With time, he’d been assured, the natural portals would attune themselves to his will, opening less frequently and in more regular times and places. There would always be natural portals to be closed - and sometimes opened - but it would become more manageable than the frantic game of catchup he’d be forced to play initially.
The first year had an enormous learning curve - aside from the portals themselves - was collecting those lost in the Living Realm - and returning some to it for ‘the cycle,’ which had been a lot to take in.
Not that it was too much of a surprise, what with Tucker.
Mediating discussion between the Realms’ different kingdoms was another major chunk of the job - stressful at times, but he’d sort of done something similar with Dora and her brother. Though that involved more punching - the ghosts that came to him for mediation were surprisingly willing to actually talk things out, for the most part.
At first he’d been worried the stress of the position on top of his usual fights and newly acquired college work would overwhelm him.
Instead, it was…nice. Relaxing, almost.
Being the High King made life simpler.
After the first few years of being a ghost, most of his rogues had become more friends than enemies. The few that remained either respected or feared his title, and avoided Amity Park wholesale. Combined with the upped security around the Fenton portal and his newfound ability to close natural portals, ghost fights - that weren’t just the equivalent of a friendly hello - were almost nonexistent.
There were precious few humans that needed his help these days. But plenty of ghosts did.
Helping ghosts ferry safely between the Living Realm and the Ghost Zone, mediating arguments and discussion between different factions, and the ability to make the Zone less chaotic through actual governing with sensible rules and ethical, reasonable reform programs (not punishments. Jazz had a whole slideshow about recidivism rates in punishment- vs reforms-focused countries and various methodologies for instituting effective programs. It made his head spin but man if it didn’t make everyone - including Walker - happy [honestly, Walker just seemed happy to have any system, even if it was Danny running it]) had his core practically singing from how much he was indulging his obsession.
The new powers were kind of a lot and the Observants seemed determined to drown his free time in paperwork, but between everything else about the job and the online college accommodating his less-than-in-high-school-but-still-pretty-chaotic schedule?
Danny was happier than he’d expected to be.
So of course it was only once he’d finally stopped waiting for the other shoe to drop that Clockwork requested a meeting with him.
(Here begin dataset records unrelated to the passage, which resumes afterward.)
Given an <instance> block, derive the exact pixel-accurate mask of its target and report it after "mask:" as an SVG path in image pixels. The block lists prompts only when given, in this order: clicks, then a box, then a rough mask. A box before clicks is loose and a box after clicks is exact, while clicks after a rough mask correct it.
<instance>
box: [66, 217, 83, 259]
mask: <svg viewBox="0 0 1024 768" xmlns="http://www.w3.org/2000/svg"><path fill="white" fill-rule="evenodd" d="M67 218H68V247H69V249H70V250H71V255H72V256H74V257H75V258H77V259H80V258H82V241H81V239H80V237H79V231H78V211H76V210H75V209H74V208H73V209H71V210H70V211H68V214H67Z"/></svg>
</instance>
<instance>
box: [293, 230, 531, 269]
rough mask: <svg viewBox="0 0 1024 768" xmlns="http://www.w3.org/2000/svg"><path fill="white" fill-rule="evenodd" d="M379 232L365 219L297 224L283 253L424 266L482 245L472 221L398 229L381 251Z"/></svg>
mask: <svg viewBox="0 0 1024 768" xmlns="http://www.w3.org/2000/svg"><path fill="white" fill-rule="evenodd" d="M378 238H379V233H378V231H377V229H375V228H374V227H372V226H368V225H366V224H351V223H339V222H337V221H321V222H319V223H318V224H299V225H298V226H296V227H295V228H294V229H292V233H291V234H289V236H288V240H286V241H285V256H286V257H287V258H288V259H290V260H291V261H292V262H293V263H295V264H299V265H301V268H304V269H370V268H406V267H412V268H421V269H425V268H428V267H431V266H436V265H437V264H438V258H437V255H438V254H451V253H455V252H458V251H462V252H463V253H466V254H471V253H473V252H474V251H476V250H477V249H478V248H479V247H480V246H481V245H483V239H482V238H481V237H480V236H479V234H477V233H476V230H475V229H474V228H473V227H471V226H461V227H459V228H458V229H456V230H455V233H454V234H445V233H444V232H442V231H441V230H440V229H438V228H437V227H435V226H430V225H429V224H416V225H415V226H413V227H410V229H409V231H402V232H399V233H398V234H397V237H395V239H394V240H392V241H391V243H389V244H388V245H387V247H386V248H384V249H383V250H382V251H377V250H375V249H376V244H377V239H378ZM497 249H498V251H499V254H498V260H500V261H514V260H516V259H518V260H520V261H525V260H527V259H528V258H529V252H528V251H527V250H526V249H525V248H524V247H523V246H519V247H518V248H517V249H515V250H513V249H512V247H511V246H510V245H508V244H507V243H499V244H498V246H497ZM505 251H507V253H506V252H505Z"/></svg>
Clockwork had always been there to give advice or answer questions - at least, to the extent he usually did, which was ‘as cryptically as possible - but Danny always sought him out. He’d never requested a meeting - honestly, Danny had expected him to just show up if wanted to - that he had gave Danny the distinct feeling that maybe there really was another shoe falling.
Hoping he was wrong but bracing himself anyway, he takes a fortifying breath and enters his throne room to wait.